In collaboration with the ITU-led Green Digital Action@COP28 initiative, the Global Enabling Sustainability Initiative, the Digital Impact Alliance (DIAL), the Deutsche Gesellschaft für Internationale Zusammenarbeit (GIZ) on behalf of BMZ and the European Commission are joining forces to realise the full potential of digital technology towards a more sustainable and equitable world and to find innovative solutions to mitigate and adapt to climate change.
- Kevin Thompson, COO, GeSI
- Seizo Onoe, Director of the Telecommunication Standardisation Bureau (TSB), ITU
- Katja Kammerer, Head of Department Public Sector Liaison / Client Services and Business Development, GIZ
- Kay McGowan, Senior Director Policy, Digital Impact Alliance
In this panel discussion, the European Commission and the European Green Digital Coalition (EGDC) will discuss the potential of digital solutions for climate action and provide participants with guidelines for their use in key sectors such as energy, transport, construction, agriculture, smart cities and manufacturing. Participants will also discuss how to maximise the benefits of digital transformation for sustainability in vertical sectors such as local authorities and financial institutions. On behalf of BMZ, GIZ is cooperating with panellists in the implementation of a green digital transformation.
- Luis Neves, CEO GeSI and Coordinator of the EGDC Secretariat
- Julia White, Member of the Executive Board, SAP SE
- Dr Ilias Iakovidis, Advisor, European Commission
- Caspar Herzberg, CEO Aveva
- Golestan Radwan, Chief Digital Officer, United Nations Environment Programme
- Miguel Pinto Luz, Deputy Mayor of Cascais
- Björn-Sören Gigler, Head of the Data Economy Initiative, GIZ
Expert Conference of Münchner Kreis: “ChatGPT and Generative Artificial Intelligence: Quantum Leap or Stale Promise?”
For a year now, ChatGPT from OpenAI has been occupying the media, stirring up companies and industries, and euphorizing individuals.
On the anniversary of ChatGPT’s release, Münchner Kreis is hosting an expert conference on Generative Artificial Intelligence (GenAI) to put the technology to the test.
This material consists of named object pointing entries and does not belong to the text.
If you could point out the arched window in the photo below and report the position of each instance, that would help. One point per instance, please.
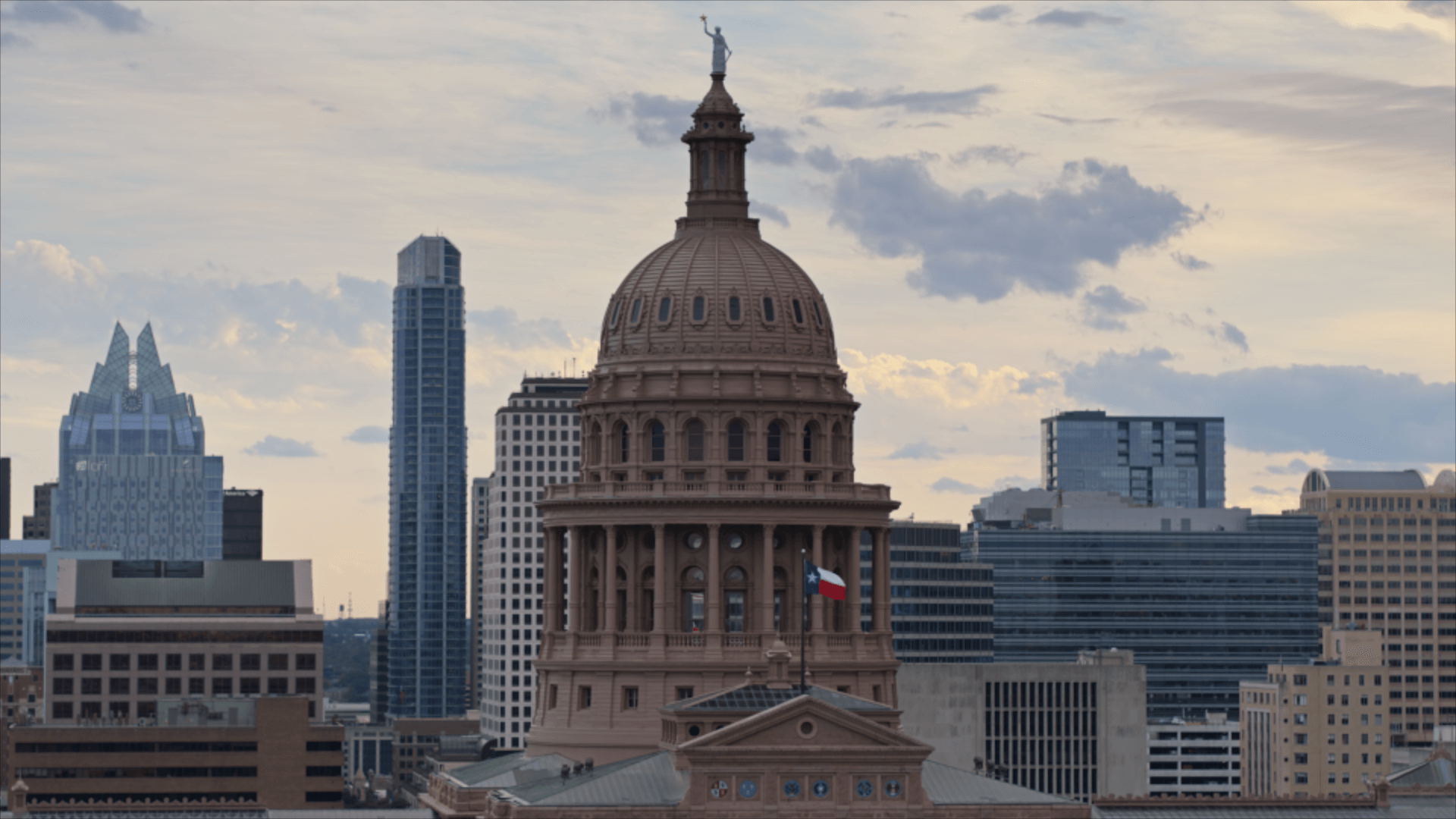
(736, 436)
(695, 441)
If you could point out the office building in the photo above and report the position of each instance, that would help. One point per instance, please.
(134, 472)
(1388, 563)
(235, 755)
(1194, 757)
(1071, 729)
(428, 629)
(1204, 596)
(5, 499)
(242, 523)
(22, 601)
(538, 444)
(1155, 461)
(941, 610)
(1320, 727)
(38, 526)
(128, 634)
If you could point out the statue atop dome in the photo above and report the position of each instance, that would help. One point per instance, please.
(721, 52)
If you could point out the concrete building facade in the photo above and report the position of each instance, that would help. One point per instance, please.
(538, 445)
(1320, 727)
(1072, 729)
(128, 634)
(1388, 563)
(237, 754)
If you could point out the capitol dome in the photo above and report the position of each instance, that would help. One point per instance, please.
(718, 289)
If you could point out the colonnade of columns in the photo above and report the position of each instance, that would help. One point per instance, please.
(667, 586)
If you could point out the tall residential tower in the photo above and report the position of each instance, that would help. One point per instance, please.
(428, 632)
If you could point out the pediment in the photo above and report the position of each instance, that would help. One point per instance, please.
(805, 723)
The conference gathers the interdisciplinary network of Münchner Kreis to shed light on the significance and potentials of ChatGPT and GenKI in general, and to further discuss the disruptive dimensions of GenKI, business models, risks, and potential labor market change. Dr. Iliya Nickelt, Chief Data Scientist at BMZ, provides impulses to the discussion on what (unexpected) impacts need to be considered when using medium-level AI for an ethical and fair application of the technology.
The Münchner Kreis, as a non-profit association, acts as an independent, interdisciplinary and international platform for experts from technology, sociology, psychology, law, economics and culture. In diverse discussions, guiding ideas are jointly generated to navigate through the technical, economic, political and social challenges of the digital transformation.